The researchers were able to pinpoint the likely cause of this impractical mode of transportation through oVert, a four-year initiative among 18 institutions to create to create 3D models from CT scans for more than 20,000 museum specimens across the US.
Coauthor Amber Singh stitched together hundreds of frog scans while working with the oVert project as an undergraduate student at the University of Florida. Pumpkin toadlets stand out in these scans as having the smallest vestibular system yet measured in any vertebrate organism.
The vestibular system is a fluid-filled network of spiraling chambers inside the inner ears of animals that looks a bit like a nautilus. When an animal moves its head, the liquid in these chambers moves along with it, brushing against tiny hairs that send electrical impulses to the brain that allow it to maintain balance, tell up from down, and detect acceleration.
Natural selection has placed strict constraints on the vestibular system, however. Baleen whales, a group that includes the largest mammals on Earth, have chambers that are only slightly larger than those of humans.
This doesn’t seem to be much of an issue for large vertebrates, but for organisms on the smaller end of the size spectrum, the vestibular system takes up proportionally more and more space inside the skull.
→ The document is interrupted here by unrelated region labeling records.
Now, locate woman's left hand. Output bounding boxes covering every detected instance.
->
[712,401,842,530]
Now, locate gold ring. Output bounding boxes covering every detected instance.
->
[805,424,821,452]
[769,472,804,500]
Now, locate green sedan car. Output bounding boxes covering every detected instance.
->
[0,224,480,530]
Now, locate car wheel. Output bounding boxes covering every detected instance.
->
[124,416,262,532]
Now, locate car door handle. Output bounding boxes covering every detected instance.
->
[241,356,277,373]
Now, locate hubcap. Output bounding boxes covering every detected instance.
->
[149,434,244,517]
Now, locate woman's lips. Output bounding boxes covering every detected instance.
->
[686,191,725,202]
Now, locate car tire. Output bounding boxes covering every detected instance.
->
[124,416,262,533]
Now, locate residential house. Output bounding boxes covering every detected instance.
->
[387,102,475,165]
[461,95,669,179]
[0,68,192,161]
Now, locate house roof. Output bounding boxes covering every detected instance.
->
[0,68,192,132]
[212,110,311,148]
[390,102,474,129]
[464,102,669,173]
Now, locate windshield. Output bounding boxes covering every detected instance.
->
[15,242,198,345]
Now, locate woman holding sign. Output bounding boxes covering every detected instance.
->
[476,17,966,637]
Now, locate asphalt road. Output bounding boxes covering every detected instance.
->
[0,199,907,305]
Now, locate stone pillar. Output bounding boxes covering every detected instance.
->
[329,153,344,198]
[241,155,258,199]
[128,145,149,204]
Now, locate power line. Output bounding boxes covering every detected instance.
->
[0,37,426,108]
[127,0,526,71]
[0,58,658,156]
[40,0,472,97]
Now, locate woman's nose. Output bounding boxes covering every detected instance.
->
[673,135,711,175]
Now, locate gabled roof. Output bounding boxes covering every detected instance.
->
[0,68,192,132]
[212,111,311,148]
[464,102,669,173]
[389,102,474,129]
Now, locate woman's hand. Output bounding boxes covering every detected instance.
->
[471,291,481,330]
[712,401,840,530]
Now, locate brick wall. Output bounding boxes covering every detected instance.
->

The chambers within the skulls of pumpkin toadlets look like overinflated balloons.
“Even though the canals are as big as they can possibly be relative to their heads, they’re still not big enough for the liquid to move at a rate that would allow them to maintain balance,” Stanley says.
This isn’t the first time Brachycephalus frogs have roused the interest of scientists. Pumpkin toadlets make high-pitched mating calls that sound like chirruping crickets. However, at least two species have underdeveloped auditory systems and are completely deaf to the love songs of amorous males.
Then there’s the glowing skeletons. In 2019, scientists discovered that the same two species with males who call upon deaf ears also have fluorescent bones, which are visible beneath their thin skin when viewed with a black light.
“They’re peculiar frogs,” says coauthor André Confetti, a PhD candidate at the Federal University of Paraná, Brazil. “They can’t swim, they don’t have tadpoles, and they don’t seem to get around much either. We’ve monitored the acoustic behavior of these frogs and have been able to record the same individual at the same spot over the course of a year.”
This tendency to stick around is likely one of their biggest strengths. Brachycephalus frogs live beneath the leaf litter of Brazil’s tropical Atlantic Forest. Some are brightly colored—a warning to would-be predators of their toxicity—while others are cloaked in drab colors that aid in camouflage.
In each case, their main tactic to avoid being eaten doesn’t involve high-speed getaways, but rather staying in one place and being as unappetizing or as inconspicuous as possible.
Stanley suspects these visual cues, or lack thereof, may have created a tenuous balancing act for Brachycephalus.
“They’re not jumping around a lot, and when they do, they’re probably not that worried about landing, because they’re doing it out of desperation,” he says. “They get more benefits from being small than they lose from their inability to stick a landing.”
Richard Essner Jr. of Southern Illinois University Edwardsville is lead author of the study. Additional coauthors are from the Federal University of Paraná, Brazil; the Florida Museum of Natural History; and Mater Natura—the Institute of Environmental Studies.
The National Science Foundation and Southern Illinois University Edwardsville graduate school funded the work.